Thierry Zarcone (CNRS/GSRL), quant à lui, a présenté “Le symbolisme du cru et du cuit dans le soufisme turco-persan”. Sa contribution a mis l’accent sur le rôle joué par la cuisine, la nourriture et sa consommation fraternelle dans le mysticisme musulman (soufisme), en particulier en Turquie, en Asie centrale et dans le sous-continent indien. Plus précisément, il a analysé le processus initiatique soufi en tant qu’opération de cuisson qui transforme le « cru », à savoir un homme immature, en « cuisiné », c’est-à-dire en un homme mûr, ou pour le dire autrement, en un homme parfait. En prenant l’exemple de deux ordres soufis turcs bien connus, les derviches tourneurs (Mevleviye) et le bektashisme, il apparaît que le processus initiatique dans les deux ordres est dirigé par le « cuisinier en chef » (asçı dede) qui a pour tâche de « cuisiner le cru », c’est-à-dire initier le novice. Dans le cas du bektashisme, le processus « cru-cuit » est intégré à un rituel de danse appelé « Danse des Quarante ». De même, parmi les derviches tourneurs, le paradigme du cru a laissé son empreinte sur la tunique de danse portée par ces derviches lors de leur rituel dansé. Le nom de cette tunique est tennure et vient du Coran (11:40); cela signifie un « four » ou un « fourneau » (en arabe: tannûr). L’explication est que la tunique de danse incarne le four dans lequel le soufi est préparé lors de la danse et qu’il est, par conséquent, amené à un état de perfection spirituelle par son entremise.

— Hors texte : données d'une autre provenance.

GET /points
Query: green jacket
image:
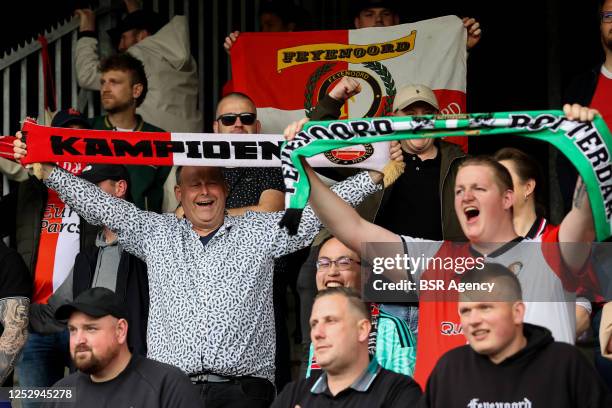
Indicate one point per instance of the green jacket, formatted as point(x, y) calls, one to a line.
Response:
point(146, 182)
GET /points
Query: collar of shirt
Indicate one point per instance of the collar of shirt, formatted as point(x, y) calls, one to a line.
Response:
point(223, 229)
point(361, 384)
point(101, 240)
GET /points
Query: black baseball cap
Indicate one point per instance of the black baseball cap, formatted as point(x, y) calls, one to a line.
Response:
point(95, 302)
point(96, 173)
point(360, 5)
point(70, 116)
point(137, 20)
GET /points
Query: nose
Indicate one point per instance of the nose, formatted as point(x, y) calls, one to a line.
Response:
point(317, 332)
point(77, 337)
point(474, 318)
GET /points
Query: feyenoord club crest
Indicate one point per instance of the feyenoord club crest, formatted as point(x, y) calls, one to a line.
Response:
point(323, 81)
point(352, 155)
point(379, 106)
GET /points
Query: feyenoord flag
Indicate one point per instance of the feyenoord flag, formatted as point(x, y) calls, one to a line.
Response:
point(286, 74)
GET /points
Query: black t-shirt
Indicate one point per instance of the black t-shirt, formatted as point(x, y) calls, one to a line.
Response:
point(387, 390)
point(15, 280)
point(143, 383)
point(413, 206)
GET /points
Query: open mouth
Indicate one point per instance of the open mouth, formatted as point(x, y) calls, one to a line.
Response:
point(204, 203)
point(334, 284)
point(480, 334)
point(471, 213)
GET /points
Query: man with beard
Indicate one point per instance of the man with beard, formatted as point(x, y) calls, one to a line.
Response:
point(123, 88)
point(109, 374)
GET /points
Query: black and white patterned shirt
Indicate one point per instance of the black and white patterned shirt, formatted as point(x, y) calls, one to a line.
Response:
point(210, 307)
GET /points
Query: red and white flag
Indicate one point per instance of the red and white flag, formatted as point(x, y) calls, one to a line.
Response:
point(286, 74)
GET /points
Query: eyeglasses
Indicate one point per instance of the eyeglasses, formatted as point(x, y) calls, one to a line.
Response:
point(343, 263)
point(246, 118)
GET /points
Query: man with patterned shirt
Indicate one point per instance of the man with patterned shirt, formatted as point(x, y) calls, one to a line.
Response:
point(483, 203)
point(259, 189)
point(210, 276)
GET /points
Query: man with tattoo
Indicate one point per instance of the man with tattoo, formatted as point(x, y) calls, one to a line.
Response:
point(15, 292)
point(109, 374)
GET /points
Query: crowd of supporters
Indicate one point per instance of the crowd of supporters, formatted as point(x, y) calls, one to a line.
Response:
point(165, 286)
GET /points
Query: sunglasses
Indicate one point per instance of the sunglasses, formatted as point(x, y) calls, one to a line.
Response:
point(246, 118)
point(343, 263)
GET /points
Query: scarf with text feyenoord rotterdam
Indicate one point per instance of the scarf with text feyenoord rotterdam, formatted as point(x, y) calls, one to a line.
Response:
point(336, 143)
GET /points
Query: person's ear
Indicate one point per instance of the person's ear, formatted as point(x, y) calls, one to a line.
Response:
point(364, 330)
point(508, 199)
point(141, 35)
point(530, 186)
point(122, 328)
point(137, 90)
point(518, 312)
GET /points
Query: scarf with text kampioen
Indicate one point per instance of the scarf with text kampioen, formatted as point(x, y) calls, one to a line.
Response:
point(586, 144)
point(47, 144)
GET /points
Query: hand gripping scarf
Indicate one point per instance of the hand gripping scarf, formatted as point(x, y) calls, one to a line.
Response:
point(586, 144)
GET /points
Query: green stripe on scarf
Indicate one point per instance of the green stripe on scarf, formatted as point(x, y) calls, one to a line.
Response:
point(587, 145)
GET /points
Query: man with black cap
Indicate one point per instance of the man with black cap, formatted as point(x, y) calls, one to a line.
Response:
point(109, 375)
point(49, 234)
point(165, 52)
point(107, 265)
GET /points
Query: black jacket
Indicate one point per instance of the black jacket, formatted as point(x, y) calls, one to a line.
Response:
point(132, 286)
point(543, 374)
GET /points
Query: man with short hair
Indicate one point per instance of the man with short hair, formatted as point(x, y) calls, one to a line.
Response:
point(509, 362)
point(250, 188)
point(124, 87)
point(108, 265)
point(49, 235)
point(386, 13)
point(391, 340)
point(340, 329)
point(109, 375)
point(164, 50)
point(210, 276)
point(483, 203)
point(429, 167)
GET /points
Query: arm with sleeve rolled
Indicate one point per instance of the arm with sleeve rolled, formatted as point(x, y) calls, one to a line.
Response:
point(14, 317)
point(131, 224)
point(42, 315)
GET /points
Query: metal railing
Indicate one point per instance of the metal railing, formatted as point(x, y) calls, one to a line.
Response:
point(21, 70)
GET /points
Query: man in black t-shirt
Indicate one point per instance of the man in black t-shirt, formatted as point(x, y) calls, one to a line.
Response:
point(109, 375)
point(340, 329)
point(15, 293)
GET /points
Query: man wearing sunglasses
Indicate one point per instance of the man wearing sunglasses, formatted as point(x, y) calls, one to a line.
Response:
point(391, 341)
point(262, 190)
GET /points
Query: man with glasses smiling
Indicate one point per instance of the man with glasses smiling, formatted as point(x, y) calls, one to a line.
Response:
point(259, 189)
point(391, 340)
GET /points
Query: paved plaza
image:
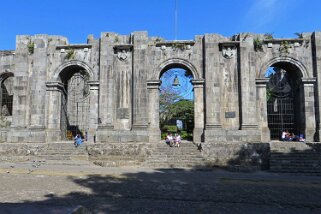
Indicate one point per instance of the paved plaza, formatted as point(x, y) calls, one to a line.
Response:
point(39, 187)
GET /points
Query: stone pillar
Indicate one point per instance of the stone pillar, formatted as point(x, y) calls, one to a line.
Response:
point(316, 57)
point(53, 132)
point(261, 105)
point(309, 107)
point(38, 87)
point(198, 132)
point(140, 105)
point(93, 114)
point(213, 87)
point(248, 90)
point(153, 100)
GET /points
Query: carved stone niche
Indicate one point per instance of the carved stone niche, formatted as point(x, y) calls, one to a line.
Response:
point(122, 51)
point(229, 49)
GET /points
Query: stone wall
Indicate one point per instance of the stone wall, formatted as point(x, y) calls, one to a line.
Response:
point(124, 76)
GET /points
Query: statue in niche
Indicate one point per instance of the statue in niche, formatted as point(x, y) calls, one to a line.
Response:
point(5, 111)
point(229, 52)
point(5, 120)
point(122, 55)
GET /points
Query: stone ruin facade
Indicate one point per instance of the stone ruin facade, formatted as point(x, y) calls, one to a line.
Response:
point(109, 87)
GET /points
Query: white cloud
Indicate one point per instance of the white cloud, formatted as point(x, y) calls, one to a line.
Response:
point(263, 13)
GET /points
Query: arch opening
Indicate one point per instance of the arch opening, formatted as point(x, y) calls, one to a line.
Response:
point(285, 100)
point(176, 102)
point(6, 99)
point(75, 102)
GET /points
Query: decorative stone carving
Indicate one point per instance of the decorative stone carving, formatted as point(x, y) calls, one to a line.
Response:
point(228, 51)
point(122, 55)
point(122, 51)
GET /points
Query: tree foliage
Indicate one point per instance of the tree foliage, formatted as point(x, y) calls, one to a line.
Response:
point(173, 106)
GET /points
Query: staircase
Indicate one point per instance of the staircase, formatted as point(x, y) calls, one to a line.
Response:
point(295, 157)
point(63, 153)
point(185, 156)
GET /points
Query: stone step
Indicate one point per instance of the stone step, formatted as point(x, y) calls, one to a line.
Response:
point(61, 157)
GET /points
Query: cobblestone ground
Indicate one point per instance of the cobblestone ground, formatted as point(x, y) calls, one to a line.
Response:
point(26, 188)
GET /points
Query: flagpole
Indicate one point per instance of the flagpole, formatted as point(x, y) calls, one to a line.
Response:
point(176, 16)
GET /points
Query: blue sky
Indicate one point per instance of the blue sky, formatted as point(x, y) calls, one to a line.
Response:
point(76, 19)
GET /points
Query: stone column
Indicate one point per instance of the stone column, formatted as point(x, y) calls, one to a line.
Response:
point(153, 100)
point(140, 106)
point(309, 106)
point(198, 132)
point(261, 105)
point(38, 88)
point(248, 92)
point(316, 57)
point(213, 87)
point(93, 114)
point(53, 132)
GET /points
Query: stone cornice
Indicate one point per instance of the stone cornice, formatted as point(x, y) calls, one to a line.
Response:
point(127, 47)
point(74, 46)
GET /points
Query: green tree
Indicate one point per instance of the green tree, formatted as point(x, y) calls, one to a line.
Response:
point(173, 106)
point(166, 100)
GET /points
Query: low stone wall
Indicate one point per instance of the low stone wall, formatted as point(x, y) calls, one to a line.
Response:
point(119, 154)
point(20, 151)
point(252, 156)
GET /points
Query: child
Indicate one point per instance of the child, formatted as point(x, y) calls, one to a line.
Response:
point(177, 140)
point(169, 139)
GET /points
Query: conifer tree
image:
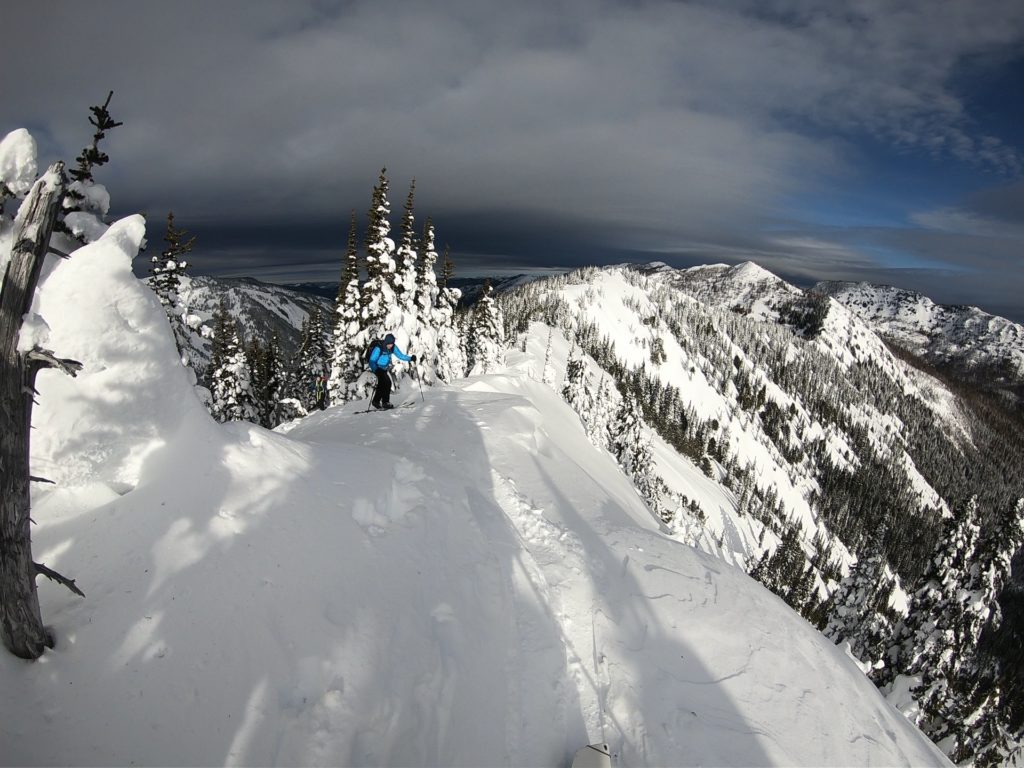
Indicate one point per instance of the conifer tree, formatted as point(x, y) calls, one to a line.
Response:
point(86, 202)
point(233, 398)
point(859, 610)
point(167, 269)
point(486, 345)
point(349, 335)
point(548, 377)
point(223, 325)
point(451, 354)
point(930, 650)
point(381, 310)
point(313, 357)
point(408, 268)
point(632, 451)
point(431, 316)
point(577, 389)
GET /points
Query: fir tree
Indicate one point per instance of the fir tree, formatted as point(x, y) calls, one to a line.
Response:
point(931, 649)
point(486, 346)
point(313, 358)
point(432, 317)
point(167, 269)
point(408, 268)
point(86, 203)
point(859, 610)
point(451, 354)
point(381, 310)
point(349, 335)
point(233, 398)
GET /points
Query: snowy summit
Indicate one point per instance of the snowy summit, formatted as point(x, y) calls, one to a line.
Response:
point(468, 581)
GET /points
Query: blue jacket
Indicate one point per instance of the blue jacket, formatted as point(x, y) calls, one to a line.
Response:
point(380, 358)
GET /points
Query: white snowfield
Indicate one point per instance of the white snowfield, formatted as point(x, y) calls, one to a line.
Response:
point(468, 582)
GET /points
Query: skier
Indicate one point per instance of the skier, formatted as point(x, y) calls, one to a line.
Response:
point(380, 361)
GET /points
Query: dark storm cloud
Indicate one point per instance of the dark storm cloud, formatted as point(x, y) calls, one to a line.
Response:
point(539, 133)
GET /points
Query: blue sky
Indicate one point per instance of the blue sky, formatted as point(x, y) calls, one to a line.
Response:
point(825, 140)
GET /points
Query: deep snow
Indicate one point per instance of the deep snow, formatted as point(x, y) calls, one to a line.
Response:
point(469, 582)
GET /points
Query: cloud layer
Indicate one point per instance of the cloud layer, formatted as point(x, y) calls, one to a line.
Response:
point(684, 128)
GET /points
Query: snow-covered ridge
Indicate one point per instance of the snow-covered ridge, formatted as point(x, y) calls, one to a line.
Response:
point(260, 308)
point(964, 336)
point(469, 582)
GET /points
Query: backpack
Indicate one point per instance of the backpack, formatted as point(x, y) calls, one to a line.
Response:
point(375, 344)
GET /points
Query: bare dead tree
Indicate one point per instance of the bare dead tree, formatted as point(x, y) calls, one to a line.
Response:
point(20, 624)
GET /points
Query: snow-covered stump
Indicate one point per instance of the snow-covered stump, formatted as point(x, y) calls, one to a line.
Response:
point(20, 621)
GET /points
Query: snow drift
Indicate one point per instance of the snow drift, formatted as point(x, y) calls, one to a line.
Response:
point(468, 582)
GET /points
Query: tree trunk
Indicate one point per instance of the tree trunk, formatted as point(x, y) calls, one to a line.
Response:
point(20, 622)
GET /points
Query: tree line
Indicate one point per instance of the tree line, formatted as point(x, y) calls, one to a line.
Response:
point(957, 646)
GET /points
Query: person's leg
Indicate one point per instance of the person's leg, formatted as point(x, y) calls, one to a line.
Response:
point(380, 392)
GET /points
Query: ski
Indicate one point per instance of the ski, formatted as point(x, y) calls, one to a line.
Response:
point(385, 410)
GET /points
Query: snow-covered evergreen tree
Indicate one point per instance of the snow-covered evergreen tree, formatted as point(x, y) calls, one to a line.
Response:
point(577, 390)
point(86, 202)
point(408, 272)
point(931, 645)
point(548, 377)
point(451, 353)
point(486, 347)
point(349, 334)
point(166, 271)
point(233, 398)
point(313, 357)
point(381, 310)
point(859, 610)
point(430, 316)
point(632, 450)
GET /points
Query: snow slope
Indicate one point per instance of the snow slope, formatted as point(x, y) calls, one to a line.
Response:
point(468, 582)
point(965, 336)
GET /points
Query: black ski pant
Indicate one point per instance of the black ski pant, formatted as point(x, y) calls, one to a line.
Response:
point(382, 393)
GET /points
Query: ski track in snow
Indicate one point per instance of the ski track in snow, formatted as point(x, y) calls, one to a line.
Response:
point(466, 582)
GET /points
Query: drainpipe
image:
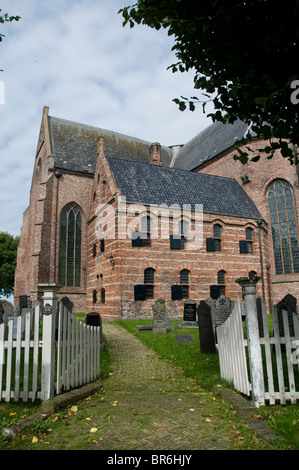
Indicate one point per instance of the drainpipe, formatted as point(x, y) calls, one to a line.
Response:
point(259, 223)
point(58, 175)
point(269, 287)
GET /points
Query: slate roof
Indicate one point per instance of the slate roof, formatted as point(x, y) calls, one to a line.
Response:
point(209, 143)
point(150, 184)
point(74, 146)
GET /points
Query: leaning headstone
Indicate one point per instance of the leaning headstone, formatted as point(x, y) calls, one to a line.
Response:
point(189, 316)
point(223, 307)
point(288, 303)
point(159, 317)
point(23, 301)
point(260, 308)
point(12, 323)
point(206, 333)
point(94, 319)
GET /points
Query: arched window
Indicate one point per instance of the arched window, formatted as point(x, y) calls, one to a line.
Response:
point(284, 232)
point(221, 281)
point(70, 246)
point(149, 280)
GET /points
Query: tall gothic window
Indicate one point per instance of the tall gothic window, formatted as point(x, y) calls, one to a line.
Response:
point(284, 232)
point(70, 246)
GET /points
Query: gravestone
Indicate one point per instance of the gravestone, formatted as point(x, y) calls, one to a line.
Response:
point(23, 301)
point(223, 307)
point(160, 317)
point(94, 319)
point(260, 306)
point(189, 316)
point(288, 303)
point(206, 333)
point(183, 338)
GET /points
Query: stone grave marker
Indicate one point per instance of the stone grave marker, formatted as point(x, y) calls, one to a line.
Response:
point(206, 333)
point(160, 317)
point(212, 303)
point(184, 338)
point(223, 307)
point(94, 319)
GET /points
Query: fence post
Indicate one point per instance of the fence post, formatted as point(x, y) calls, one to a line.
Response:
point(48, 351)
point(254, 348)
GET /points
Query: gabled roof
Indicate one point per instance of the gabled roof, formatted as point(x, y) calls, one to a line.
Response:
point(150, 184)
point(212, 141)
point(74, 146)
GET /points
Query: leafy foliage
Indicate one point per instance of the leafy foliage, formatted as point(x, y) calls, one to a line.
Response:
point(8, 258)
point(244, 58)
point(4, 18)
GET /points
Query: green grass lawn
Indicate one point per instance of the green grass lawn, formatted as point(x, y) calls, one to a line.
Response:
point(205, 369)
point(188, 360)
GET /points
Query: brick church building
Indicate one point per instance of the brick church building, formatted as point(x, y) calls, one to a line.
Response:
point(118, 222)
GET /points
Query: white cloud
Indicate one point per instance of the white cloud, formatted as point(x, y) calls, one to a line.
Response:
point(77, 58)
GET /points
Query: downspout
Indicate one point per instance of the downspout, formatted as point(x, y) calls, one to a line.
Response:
point(58, 175)
point(260, 222)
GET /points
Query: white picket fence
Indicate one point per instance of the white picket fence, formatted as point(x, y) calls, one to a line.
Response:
point(280, 357)
point(47, 351)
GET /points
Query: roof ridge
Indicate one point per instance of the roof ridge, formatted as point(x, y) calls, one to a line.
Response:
point(104, 129)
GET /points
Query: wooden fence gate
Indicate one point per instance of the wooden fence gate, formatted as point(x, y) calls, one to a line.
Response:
point(269, 369)
point(46, 351)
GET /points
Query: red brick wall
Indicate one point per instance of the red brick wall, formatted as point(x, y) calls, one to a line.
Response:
point(262, 174)
point(130, 262)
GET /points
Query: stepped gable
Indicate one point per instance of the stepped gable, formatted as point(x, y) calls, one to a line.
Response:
point(74, 146)
point(212, 141)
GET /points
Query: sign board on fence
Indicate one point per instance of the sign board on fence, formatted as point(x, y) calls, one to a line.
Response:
point(47, 310)
point(206, 333)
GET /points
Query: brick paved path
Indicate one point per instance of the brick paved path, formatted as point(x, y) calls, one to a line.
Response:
point(145, 404)
point(148, 406)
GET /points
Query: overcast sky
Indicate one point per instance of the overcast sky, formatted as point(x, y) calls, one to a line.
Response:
point(76, 57)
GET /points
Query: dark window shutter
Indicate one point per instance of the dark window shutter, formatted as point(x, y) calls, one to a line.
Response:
point(214, 292)
point(176, 292)
point(175, 243)
point(139, 292)
point(136, 240)
point(243, 246)
point(210, 243)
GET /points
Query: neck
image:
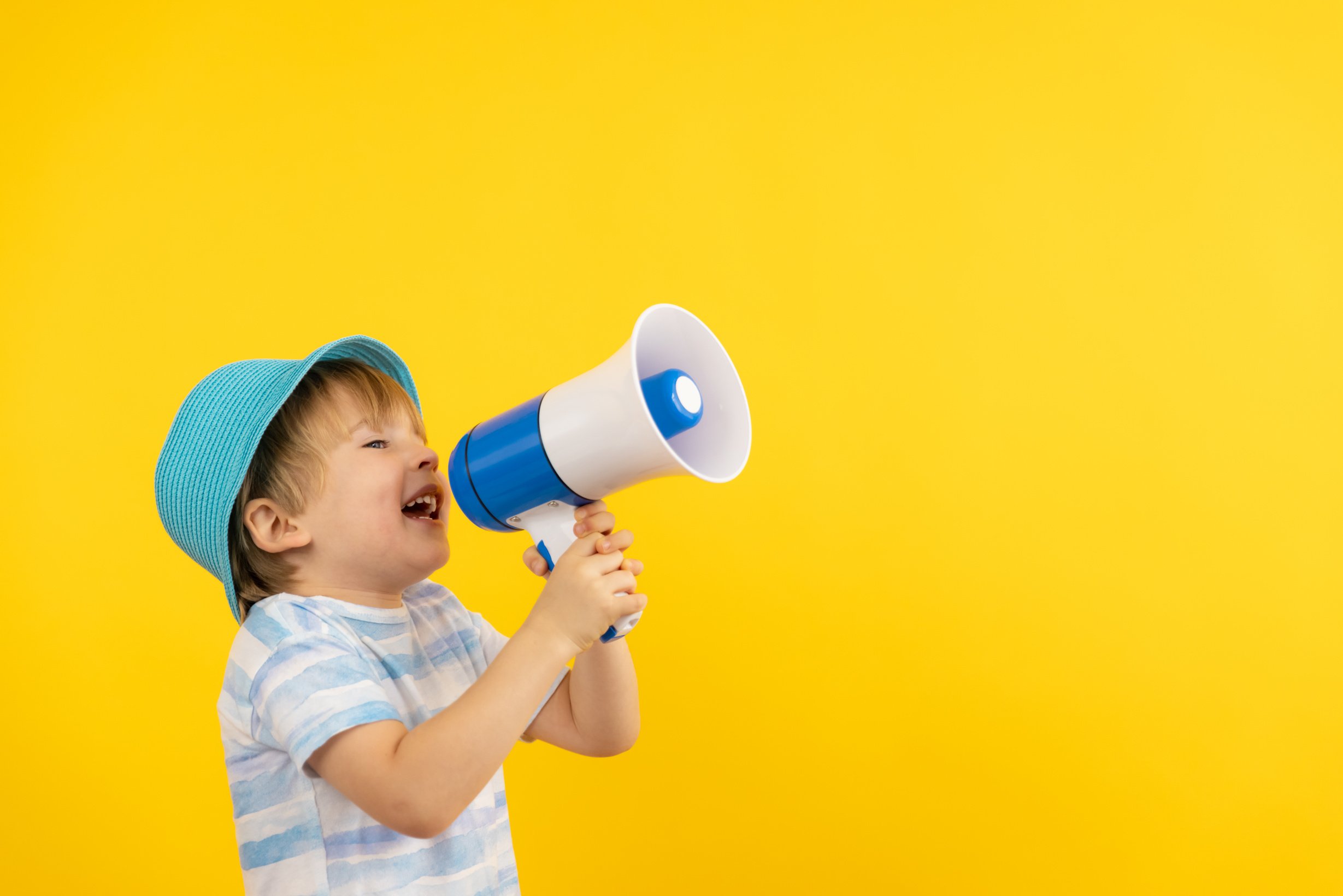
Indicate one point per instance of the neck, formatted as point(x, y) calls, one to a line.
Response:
point(355, 596)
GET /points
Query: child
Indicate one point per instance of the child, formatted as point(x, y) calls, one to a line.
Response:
point(366, 712)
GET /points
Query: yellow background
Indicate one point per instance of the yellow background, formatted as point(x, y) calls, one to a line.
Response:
point(1032, 581)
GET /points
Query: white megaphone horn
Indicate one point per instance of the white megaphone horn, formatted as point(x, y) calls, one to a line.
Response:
point(668, 403)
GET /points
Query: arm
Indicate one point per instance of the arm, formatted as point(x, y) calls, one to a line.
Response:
point(418, 782)
point(596, 711)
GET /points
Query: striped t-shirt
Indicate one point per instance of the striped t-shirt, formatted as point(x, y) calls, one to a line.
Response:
point(305, 668)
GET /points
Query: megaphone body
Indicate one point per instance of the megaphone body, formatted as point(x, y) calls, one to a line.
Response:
point(669, 402)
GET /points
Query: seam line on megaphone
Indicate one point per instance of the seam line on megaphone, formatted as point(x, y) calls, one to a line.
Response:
point(540, 441)
point(467, 465)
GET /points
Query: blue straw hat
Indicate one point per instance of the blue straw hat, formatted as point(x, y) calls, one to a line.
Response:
point(215, 433)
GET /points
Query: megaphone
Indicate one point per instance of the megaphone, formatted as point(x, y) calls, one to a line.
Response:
point(669, 402)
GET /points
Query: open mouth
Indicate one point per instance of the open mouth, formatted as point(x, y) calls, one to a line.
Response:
point(422, 508)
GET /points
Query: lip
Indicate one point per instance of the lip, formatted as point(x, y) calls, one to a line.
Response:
point(421, 519)
point(429, 490)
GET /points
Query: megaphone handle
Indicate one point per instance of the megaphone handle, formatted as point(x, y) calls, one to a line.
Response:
point(551, 527)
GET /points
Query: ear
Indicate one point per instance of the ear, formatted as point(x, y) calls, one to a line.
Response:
point(272, 528)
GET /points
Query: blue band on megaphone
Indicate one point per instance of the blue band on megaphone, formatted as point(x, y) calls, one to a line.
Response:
point(500, 469)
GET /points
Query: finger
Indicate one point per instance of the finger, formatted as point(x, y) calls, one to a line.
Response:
point(633, 604)
point(588, 510)
point(586, 546)
point(534, 561)
point(603, 522)
point(618, 542)
point(620, 581)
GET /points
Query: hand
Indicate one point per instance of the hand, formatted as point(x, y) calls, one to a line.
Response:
point(591, 517)
point(582, 596)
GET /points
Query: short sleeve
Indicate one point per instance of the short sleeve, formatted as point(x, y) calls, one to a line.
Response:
point(492, 642)
point(312, 688)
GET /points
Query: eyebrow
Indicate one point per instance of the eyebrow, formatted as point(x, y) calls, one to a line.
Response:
point(364, 423)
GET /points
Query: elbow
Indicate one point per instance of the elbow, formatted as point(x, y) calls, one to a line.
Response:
point(423, 822)
point(425, 827)
point(615, 747)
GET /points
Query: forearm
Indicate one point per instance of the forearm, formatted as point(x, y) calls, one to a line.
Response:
point(446, 761)
point(605, 696)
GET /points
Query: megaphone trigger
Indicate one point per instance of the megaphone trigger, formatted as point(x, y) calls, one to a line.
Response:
point(551, 527)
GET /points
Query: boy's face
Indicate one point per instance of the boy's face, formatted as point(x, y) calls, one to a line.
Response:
point(359, 540)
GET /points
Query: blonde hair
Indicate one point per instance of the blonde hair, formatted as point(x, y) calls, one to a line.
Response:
point(289, 465)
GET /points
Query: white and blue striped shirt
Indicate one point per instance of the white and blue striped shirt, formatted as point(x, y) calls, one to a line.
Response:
point(305, 668)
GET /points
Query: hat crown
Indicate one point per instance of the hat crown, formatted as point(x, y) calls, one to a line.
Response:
point(215, 433)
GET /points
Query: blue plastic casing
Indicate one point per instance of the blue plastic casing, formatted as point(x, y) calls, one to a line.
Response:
point(500, 469)
point(668, 413)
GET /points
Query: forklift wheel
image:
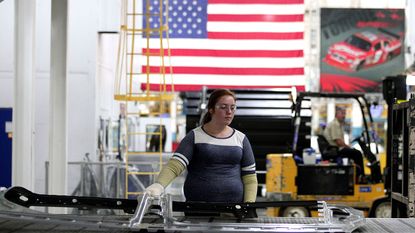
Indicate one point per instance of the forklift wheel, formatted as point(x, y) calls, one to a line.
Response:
point(295, 212)
point(383, 210)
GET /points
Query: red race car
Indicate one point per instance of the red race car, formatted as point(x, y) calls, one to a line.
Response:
point(364, 49)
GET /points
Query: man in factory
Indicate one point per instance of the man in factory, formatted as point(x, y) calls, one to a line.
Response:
point(335, 136)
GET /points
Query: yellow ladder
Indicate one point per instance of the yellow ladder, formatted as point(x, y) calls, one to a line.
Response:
point(134, 58)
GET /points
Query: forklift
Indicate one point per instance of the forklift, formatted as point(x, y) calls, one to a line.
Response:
point(289, 178)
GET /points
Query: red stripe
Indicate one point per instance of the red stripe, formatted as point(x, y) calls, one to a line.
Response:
point(255, 18)
point(198, 87)
point(227, 53)
point(256, 35)
point(227, 71)
point(256, 1)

Finalement, l’intervention de Vincent Durand-Dastès (Inalco) a porté sur l’analyse de récits en langue vernaculaire de l’époque impériale tardive sur des plantes dont la consommation était interdite aux praticiens bouddhistes et taoïstes, à savoir les « Cinq plantes piquantes » (oignon, ail, etc.). Si ces plantes étaient initialement interdites pour des raisons rituelles ou hygiéniques, les récits impériaux tardifs où elles paraissent tendent à lier leur consommation à ce qui pourrait être considéré comme le péché capital : la mise à mort d’animaux. Ainsi, une histoire raconte comment l’ail est apparu après qu’une impératrice pêcheuse ait tenté en vain de tromper un saint moine en lui faisant manger des raviolis de viande de chien : ces derniers, enfouis dans le jardin par le moine, ont germé sous terre et plus tard, ont donné naissance à la plante connue de nos jours comme ail… Ce n’est donc pas à cause de son odeur que l’ail devrait être évité, mais à cause de son arôme qui cache une puanteur plus mortelle et dégoûtante, celle de la chair en décomposition. Une autre anecdote concerne le tofu, aliment couramment utilisé comme substitut carné dans de nombreux plats végétariens, mais critiqué pour avoir été considéré comme une sorte de pâte à la viande. Son nom même fu 腐 est composé par l’élément de caractère de la « viande » rou 肉. Comme il est le produit d’un processus culinaire trop sophistiqué, il est susceptible de porter un miasme à la viande, contrairement à un régime plus pur composé de légumes simplement cuits, le seul qui devrait être considéré comme exempt de tout lien avec l’assassinat d’animaux.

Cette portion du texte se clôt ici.